Grown with a Chinese cultivar, Darjeeling tea captivated international buyers with its potent aroma and unique muscatel flavour, a pleasing sweetness with musky, spiced undertones.

“However it never focussed on the domestic market and is seen as unaffordable,” says Sparsh, explaining why: “There are four seasonal flushes. While the first and second, which are spring and summer, are sold at premium, there isn’t a market for monsoon and autumn flush teas — though each has a unique taste, aroma and liquoring, which is additionally influenced by terroir.”

Spring’s first flush has a light liquoring and delicate floral notes. The summer flush is deep amber, “like a newly minted copper coin,” says Sparsh, adding that intriguingly, it is enhanced by insects. “When thrips attack tea bushes, that triggers the aroma and muscatel flavour.”

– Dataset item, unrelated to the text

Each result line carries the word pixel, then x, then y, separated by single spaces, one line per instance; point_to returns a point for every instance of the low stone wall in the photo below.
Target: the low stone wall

The mahogany-coloured monsoon flush is full bodied with long, bold flavours. “We double roast it to an almost smoky flavour,” says Sparsh. “And the Autumn flush is a bright, flaming orange: Almost like a fire. This is a sophisticated flavour, floral and fragrant with hints of jasmine.”

Sparsh Agarwal and Ishaan Kanoria at work

Popular in Europe, America and Britain particularly, the spring and summer flush get exported at heady prices, while the monsoon and autumn flush are undervalued.

Since the best tea is exported, and profits ride on sales of just the spring and summer flushes, often estates barely break even, says Sparsh. “The flush system is unique to Darjeeling and adds to the romance of our teas. Customers should be having all four. The biggest mistake is thinking there is a hierarchy.”

There is another catch. “International clients want the whole leaf grade, so the tea is machine sorted. For one kilo of tea, only 30% is whole leaf, which means that the rest sells at a loss,” says Sparsh. “But, in the inconsistencies lie the charm of the product.”

Stating that he is fundamentally against the export market, which buys relatively small quantities, and “destroys the harvest for rest of the year,” Sparsh says Dorje will be reaching out to Indian buyers with a subscription plan.

“For an annual subscription of ₹2,100 per kg, we will send tea from each flush to customers through the year.” Since all flushes will be equally celebrated, without being wastefully broken up and graded, pricing is competitive, enabling customers to drink this champagne of teas everyday.

“We want to create a model that can be replicated by the other estates here. There are plenty of customers in India for all of Darjeeling’s tea,” says Sparsh, adding “Right now, every tea estate barring a handful, had been brought to its knees by the pandemic.”

Sparsh and his family are launching the Selim Hill Collective, helmed by Rajah Banerjee, to focus on the non-commercial rejuvenation of the tea garden, starting with a reforestation campaign.

“Even as we work on getting the commercial part right, we want to focus on community welfare and wild life conservation,” says Sparsh, adding, “Within this crisis, there is opportunity.”